Hace poco más de 500 días Trump era reconocible por el promedio de norteamericanos como un afortunado empresario y popular personaje de la televisión.  Ha sido un verdadero “outsider” que supo aprovechar todas las ventajas que tuvo a la mano para lograr un triunfo electoral que se acompaña además del que ha obtenido el Partido Republicano en la Cámara de Representantes y en el Senado.

Ya en 2011 Donald Trump había liderado nítidamente una campaña mediática destinada a cuestionar la nacionalidad del Presidente Barack Obama. De allí en más se especuló con su ingreso oficial a la política a través de una candidatura republicana para enfrentar al confirmado candidato reeleccionista. Pero Trump decidió esperar un mejor momento.

Tuvo por delante en este 2016 a una desgastada e impopular Hillary Clinton, que corría contra la imagen de Primera Dama de su escandaloso esposo Bill y su cuestionada gestión como Secretaria de Estado en la administración Obama. Hillary había ganado su nominación frente un sorprendente Bernie Sanders, un hombre demasiado “progresista” para el gusto de la actual cúpula demócrata. Con todo, el Comando de Campaña de Clinton contaba con convertirla en un mal menor y necesario. Pero ello nunca ocurrió.

Trump ha ganado y con ventaja en Estados que a pocas horas de iniciarse el día electoral se mostraban sólidos a favor de su contrincante.
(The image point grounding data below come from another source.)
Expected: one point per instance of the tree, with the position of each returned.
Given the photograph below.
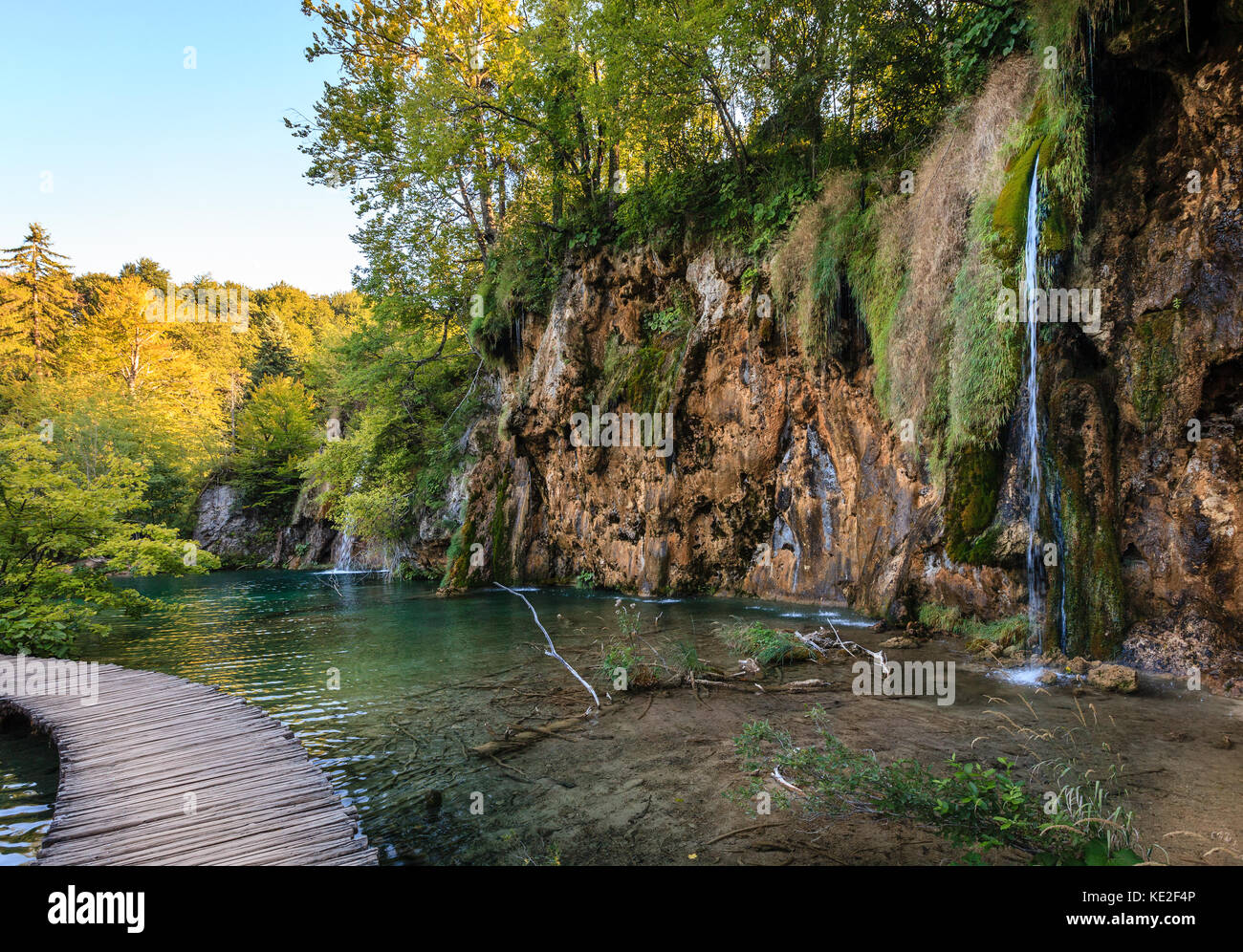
(147, 271)
(36, 307)
(276, 430)
(62, 534)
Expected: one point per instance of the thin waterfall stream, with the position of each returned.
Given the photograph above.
(1031, 280)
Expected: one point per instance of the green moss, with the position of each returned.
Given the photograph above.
(1010, 214)
(766, 645)
(1003, 632)
(1156, 364)
(974, 483)
(878, 269)
(985, 356)
(502, 559)
(940, 617)
(458, 568)
(642, 376)
(1089, 580)
(1093, 578)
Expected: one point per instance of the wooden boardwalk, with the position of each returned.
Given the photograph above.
(163, 770)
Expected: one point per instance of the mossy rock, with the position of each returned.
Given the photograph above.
(1156, 364)
(974, 483)
(1010, 214)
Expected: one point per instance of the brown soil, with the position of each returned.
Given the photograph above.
(645, 782)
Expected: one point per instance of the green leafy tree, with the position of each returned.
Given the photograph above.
(276, 431)
(62, 534)
(37, 305)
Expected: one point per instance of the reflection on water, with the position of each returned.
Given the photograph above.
(29, 772)
(405, 665)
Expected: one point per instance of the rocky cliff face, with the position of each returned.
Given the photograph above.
(778, 484)
(1150, 410)
(786, 483)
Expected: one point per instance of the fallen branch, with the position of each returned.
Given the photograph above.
(552, 649)
(521, 739)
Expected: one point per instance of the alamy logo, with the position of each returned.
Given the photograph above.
(98, 909)
(625, 429)
(202, 306)
(1049, 306)
(908, 679)
(48, 676)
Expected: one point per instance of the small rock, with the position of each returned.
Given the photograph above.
(750, 667)
(431, 801)
(900, 641)
(1114, 678)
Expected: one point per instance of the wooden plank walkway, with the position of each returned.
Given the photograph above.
(163, 770)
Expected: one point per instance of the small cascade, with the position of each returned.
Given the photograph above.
(343, 552)
(1031, 284)
(1053, 496)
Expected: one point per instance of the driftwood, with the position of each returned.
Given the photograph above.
(552, 649)
(525, 737)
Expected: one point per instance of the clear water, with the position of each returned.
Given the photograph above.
(1031, 276)
(406, 662)
(29, 773)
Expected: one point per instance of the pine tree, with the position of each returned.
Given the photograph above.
(36, 305)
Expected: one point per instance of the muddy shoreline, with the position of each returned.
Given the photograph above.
(646, 782)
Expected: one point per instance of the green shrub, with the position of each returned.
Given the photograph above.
(940, 617)
(765, 644)
(976, 807)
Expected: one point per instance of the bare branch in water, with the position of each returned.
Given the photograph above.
(552, 649)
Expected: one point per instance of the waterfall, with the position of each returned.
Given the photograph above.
(1031, 284)
(344, 555)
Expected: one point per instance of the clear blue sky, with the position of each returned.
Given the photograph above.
(193, 168)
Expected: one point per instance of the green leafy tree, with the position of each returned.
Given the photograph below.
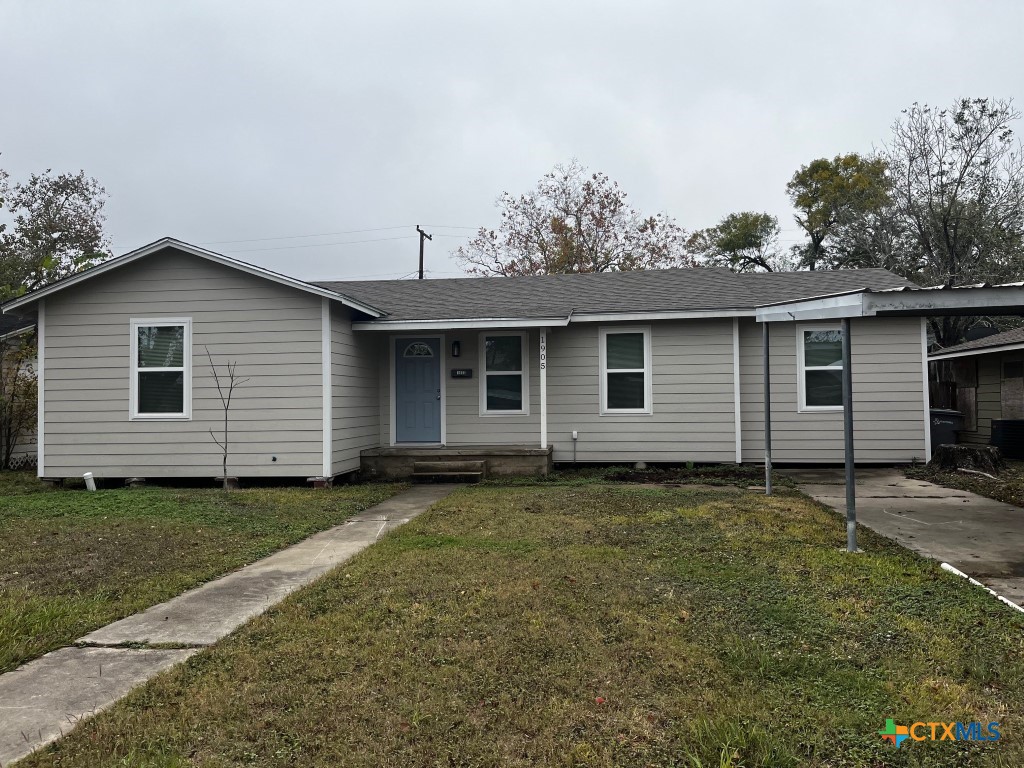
(743, 242)
(573, 221)
(830, 194)
(56, 229)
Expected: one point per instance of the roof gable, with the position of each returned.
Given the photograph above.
(166, 243)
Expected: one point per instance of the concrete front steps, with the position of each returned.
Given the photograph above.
(462, 463)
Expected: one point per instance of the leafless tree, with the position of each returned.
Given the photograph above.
(573, 221)
(957, 178)
(225, 391)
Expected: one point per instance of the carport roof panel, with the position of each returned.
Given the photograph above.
(919, 302)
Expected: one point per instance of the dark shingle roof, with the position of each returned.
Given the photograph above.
(557, 295)
(1014, 336)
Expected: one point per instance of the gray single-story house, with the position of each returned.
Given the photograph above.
(660, 366)
(984, 380)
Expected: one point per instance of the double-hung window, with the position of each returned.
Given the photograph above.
(161, 369)
(819, 357)
(504, 374)
(625, 364)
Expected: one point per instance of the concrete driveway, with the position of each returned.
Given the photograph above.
(980, 537)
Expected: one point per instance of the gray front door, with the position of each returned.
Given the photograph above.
(418, 390)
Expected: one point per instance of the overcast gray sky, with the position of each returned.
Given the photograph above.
(219, 120)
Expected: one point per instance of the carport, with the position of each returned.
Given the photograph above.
(982, 299)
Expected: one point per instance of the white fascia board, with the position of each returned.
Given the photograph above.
(195, 251)
(826, 307)
(979, 350)
(441, 325)
(967, 300)
(19, 332)
(484, 323)
(641, 316)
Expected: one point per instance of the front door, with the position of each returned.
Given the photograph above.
(418, 390)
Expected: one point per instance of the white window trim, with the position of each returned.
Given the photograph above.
(524, 365)
(133, 413)
(647, 371)
(802, 406)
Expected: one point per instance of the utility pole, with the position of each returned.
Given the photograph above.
(423, 236)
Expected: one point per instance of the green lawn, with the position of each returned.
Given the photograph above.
(73, 561)
(592, 625)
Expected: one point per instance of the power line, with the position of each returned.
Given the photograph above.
(323, 245)
(330, 235)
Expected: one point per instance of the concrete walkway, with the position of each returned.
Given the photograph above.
(981, 537)
(43, 699)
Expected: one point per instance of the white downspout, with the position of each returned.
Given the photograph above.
(735, 390)
(40, 383)
(544, 387)
(328, 392)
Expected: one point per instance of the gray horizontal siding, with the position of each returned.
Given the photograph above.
(271, 332)
(888, 396)
(693, 384)
(355, 406)
(692, 417)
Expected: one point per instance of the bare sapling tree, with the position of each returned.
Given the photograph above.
(225, 390)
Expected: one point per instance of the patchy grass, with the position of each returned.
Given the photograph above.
(74, 561)
(698, 474)
(1008, 487)
(592, 626)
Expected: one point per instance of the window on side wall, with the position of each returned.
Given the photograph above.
(161, 369)
(626, 376)
(504, 374)
(819, 357)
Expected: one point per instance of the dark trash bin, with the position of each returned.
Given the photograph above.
(1008, 436)
(945, 424)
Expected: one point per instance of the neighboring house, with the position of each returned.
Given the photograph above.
(15, 330)
(983, 379)
(662, 366)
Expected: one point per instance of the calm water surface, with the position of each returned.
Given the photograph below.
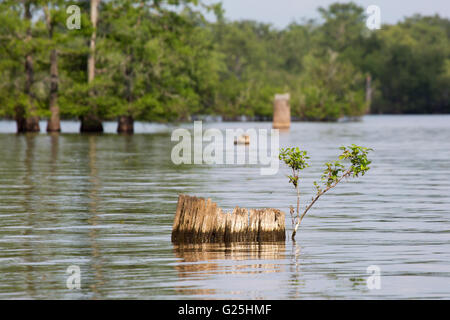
(106, 203)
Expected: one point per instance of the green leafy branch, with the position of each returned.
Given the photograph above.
(334, 173)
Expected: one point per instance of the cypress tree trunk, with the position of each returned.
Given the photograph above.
(125, 125)
(28, 121)
(53, 124)
(91, 122)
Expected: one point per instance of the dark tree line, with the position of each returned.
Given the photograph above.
(157, 60)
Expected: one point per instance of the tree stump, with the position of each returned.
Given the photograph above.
(281, 112)
(200, 221)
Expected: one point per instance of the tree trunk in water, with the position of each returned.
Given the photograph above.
(53, 124)
(368, 92)
(91, 122)
(28, 121)
(126, 125)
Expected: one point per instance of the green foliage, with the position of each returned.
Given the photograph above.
(295, 159)
(333, 174)
(160, 61)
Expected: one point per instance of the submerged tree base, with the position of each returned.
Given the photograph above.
(200, 221)
(126, 125)
(91, 124)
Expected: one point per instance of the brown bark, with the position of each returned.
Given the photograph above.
(126, 125)
(91, 56)
(28, 120)
(53, 124)
(281, 112)
(91, 121)
(200, 221)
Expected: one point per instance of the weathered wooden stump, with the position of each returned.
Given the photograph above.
(200, 221)
(281, 112)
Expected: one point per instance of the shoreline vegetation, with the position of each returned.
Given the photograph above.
(144, 60)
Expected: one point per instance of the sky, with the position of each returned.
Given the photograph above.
(281, 12)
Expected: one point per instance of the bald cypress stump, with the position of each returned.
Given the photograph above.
(282, 112)
(200, 221)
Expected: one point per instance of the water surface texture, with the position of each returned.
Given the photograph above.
(106, 203)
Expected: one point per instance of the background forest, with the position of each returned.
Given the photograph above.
(162, 61)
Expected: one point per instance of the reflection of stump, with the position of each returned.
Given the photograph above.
(281, 112)
(201, 221)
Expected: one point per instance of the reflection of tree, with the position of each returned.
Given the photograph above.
(205, 253)
(96, 258)
(295, 272)
(29, 219)
(210, 258)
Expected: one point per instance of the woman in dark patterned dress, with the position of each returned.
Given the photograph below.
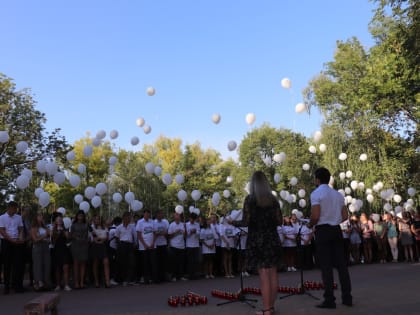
(262, 215)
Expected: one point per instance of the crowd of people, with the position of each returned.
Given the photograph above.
(135, 248)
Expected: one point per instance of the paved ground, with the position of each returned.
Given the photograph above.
(377, 290)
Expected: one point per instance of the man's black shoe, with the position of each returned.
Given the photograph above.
(326, 305)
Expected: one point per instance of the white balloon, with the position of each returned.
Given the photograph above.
(302, 193)
(312, 149)
(150, 168)
(59, 178)
(342, 156)
(397, 198)
(140, 122)
(411, 191)
(363, 157)
(250, 118)
(70, 156)
(302, 203)
(96, 201)
(74, 180)
(113, 134)
(179, 209)
(38, 191)
(27, 172)
(216, 118)
(4, 136)
(182, 195)
(129, 197)
(158, 171)
(44, 199)
(300, 108)
(317, 136)
(21, 146)
(150, 91)
(116, 197)
(101, 134)
(306, 167)
(136, 205)
(179, 179)
(81, 168)
(232, 145)
(226, 193)
(286, 83)
(101, 189)
(78, 198)
(96, 142)
(195, 194)
(147, 129)
(22, 181)
(135, 140)
(85, 206)
(67, 223)
(113, 160)
(167, 179)
(51, 168)
(87, 151)
(90, 192)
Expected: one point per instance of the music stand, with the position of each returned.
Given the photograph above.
(241, 295)
(300, 257)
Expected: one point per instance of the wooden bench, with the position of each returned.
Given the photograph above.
(43, 304)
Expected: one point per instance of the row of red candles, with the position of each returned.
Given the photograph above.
(188, 299)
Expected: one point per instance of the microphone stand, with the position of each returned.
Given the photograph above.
(300, 257)
(241, 295)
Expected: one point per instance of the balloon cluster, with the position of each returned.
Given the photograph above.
(190, 299)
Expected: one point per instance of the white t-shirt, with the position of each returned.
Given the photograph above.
(331, 203)
(147, 230)
(11, 224)
(208, 236)
(289, 231)
(177, 241)
(227, 234)
(161, 227)
(193, 235)
(125, 233)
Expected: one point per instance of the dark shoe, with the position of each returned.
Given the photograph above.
(326, 305)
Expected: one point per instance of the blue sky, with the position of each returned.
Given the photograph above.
(89, 63)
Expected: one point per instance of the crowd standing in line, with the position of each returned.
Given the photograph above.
(132, 250)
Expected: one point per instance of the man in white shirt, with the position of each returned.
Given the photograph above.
(327, 212)
(12, 245)
(161, 245)
(146, 235)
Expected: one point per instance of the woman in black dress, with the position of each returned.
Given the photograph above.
(262, 215)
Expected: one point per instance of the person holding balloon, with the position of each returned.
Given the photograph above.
(61, 256)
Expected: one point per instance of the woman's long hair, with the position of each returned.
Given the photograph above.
(260, 189)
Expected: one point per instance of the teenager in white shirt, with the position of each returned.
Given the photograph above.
(146, 234)
(176, 235)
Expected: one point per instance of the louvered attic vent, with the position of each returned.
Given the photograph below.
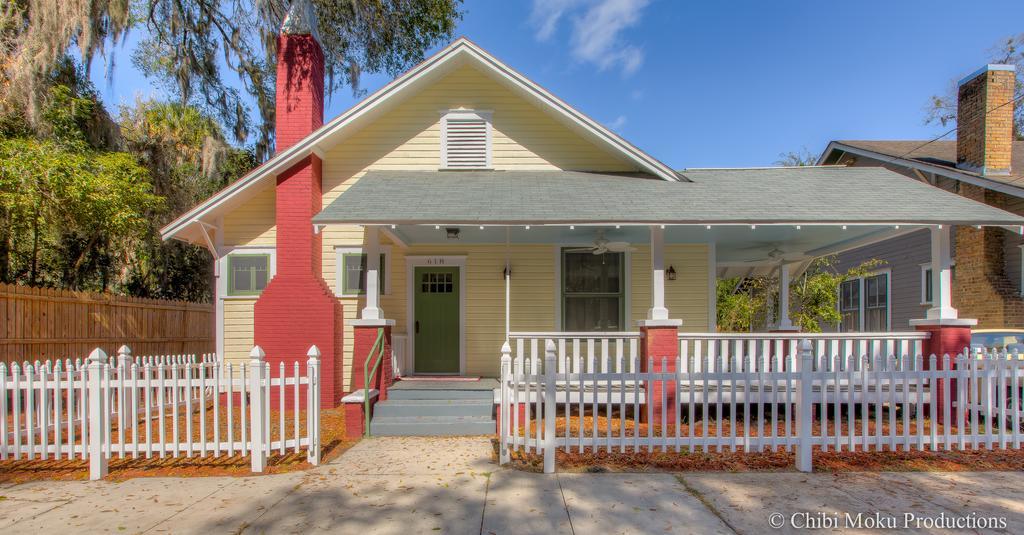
(465, 140)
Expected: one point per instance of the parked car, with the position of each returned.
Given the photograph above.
(1003, 339)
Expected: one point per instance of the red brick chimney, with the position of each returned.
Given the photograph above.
(297, 309)
(985, 120)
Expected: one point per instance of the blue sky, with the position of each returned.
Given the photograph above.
(723, 84)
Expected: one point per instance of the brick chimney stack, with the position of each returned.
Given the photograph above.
(297, 309)
(985, 120)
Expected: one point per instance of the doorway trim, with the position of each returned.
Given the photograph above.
(412, 262)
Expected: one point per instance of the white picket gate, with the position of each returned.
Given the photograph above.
(164, 407)
(774, 402)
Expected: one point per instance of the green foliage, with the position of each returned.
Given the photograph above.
(70, 212)
(942, 109)
(743, 302)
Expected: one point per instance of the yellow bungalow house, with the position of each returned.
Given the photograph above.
(463, 206)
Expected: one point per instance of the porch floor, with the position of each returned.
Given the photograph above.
(485, 383)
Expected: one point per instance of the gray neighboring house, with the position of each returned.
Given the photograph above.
(985, 163)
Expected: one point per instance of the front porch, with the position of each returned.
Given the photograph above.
(620, 271)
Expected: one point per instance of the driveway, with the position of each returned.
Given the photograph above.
(412, 485)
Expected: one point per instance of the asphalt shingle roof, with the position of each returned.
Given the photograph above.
(854, 195)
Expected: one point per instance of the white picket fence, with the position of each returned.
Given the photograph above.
(179, 406)
(795, 402)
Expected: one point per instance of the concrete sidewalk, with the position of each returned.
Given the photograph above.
(410, 485)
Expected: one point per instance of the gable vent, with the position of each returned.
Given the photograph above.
(465, 140)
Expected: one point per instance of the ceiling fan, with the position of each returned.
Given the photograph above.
(775, 255)
(602, 245)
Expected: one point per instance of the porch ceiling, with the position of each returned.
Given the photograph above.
(736, 246)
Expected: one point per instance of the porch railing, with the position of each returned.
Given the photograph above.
(754, 352)
(580, 352)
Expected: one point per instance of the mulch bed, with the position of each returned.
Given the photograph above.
(333, 444)
(727, 460)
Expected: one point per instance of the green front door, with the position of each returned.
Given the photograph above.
(436, 326)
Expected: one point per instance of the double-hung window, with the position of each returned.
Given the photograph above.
(593, 291)
(863, 303)
(248, 274)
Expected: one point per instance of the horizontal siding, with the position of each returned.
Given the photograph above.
(903, 255)
(253, 221)
(238, 328)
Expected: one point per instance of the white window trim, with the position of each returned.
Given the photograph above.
(482, 115)
(924, 284)
(340, 250)
(863, 300)
(222, 266)
(627, 293)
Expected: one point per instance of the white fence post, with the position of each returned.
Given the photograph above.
(257, 406)
(503, 410)
(805, 413)
(98, 417)
(550, 442)
(312, 405)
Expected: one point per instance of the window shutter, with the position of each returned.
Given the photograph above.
(466, 142)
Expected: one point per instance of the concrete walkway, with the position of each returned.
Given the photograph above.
(407, 486)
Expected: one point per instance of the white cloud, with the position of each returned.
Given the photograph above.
(547, 13)
(597, 28)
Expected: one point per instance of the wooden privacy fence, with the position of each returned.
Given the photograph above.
(164, 408)
(803, 402)
(43, 323)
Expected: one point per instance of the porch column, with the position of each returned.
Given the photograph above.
(659, 339)
(941, 276)
(784, 324)
(366, 329)
(372, 310)
(657, 310)
(948, 334)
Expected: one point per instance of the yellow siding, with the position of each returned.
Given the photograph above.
(253, 222)
(409, 137)
(238, 328)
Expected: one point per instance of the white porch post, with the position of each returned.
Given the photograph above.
(372, 311)
(657, 310)
(941, 276)
(784, 324)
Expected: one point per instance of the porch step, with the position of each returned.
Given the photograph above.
(431, 425)
(481, 389)
(432, 407)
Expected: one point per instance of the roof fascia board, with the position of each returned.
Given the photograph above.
(937, 169)
(310, 143)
Los triunfos republicanos en Pennsylvania, Wisconsin y Michigan, sumados a los importantes votos de Florida y Ohio fueron el balde de agua helada que desató cerca a la medianoche del martes la caída de la mayoría de las bolsas de valores asiáticas y una serie de pesimistas manifestaciones acerca no solo del futuro de EEUU sino del mundo en general.

Tomando en cuenta ello, cerca de las 3 de la madrugada Trump dio un mensaje conciliador en su cuartel general de New York. Anunció que había recibido la llamada de aceptación de derrota por parte de la candidata demócrata y subrayó lo central de su promesa electoral: gobernar para todos y generar empleos. También se dio tiempo para incluir algunas referencias para su público fuera de las fronteras norteamericanas: "Buscaremos la cooperación y no el conflicto" sentenció.

Trump cosecha los frutos de una campaña en la que siempre llevó la iniciativa -incluso desde las internas previas a la Convención Republicana que lo nominó- con un discurso intencionalmente confrontacional plagado de matices racistas y sexistas, en el que no importó la falta de elegancia y que permanentemente se polarizó contra lo más significativo del establishment: la burocracia gubernamental de Washington, los efectos del modelo económico global, la influencia de los medios de comunicación, el sistema electoral y hasta las más representativas figuras republicanas (como Bush, Rubio, Schwarznegger y Byrne entre otros) quienes curiosamente al "desmarcarse" públicamente de él, no lo debilitaron sino que terminaron fortaleciéndolo.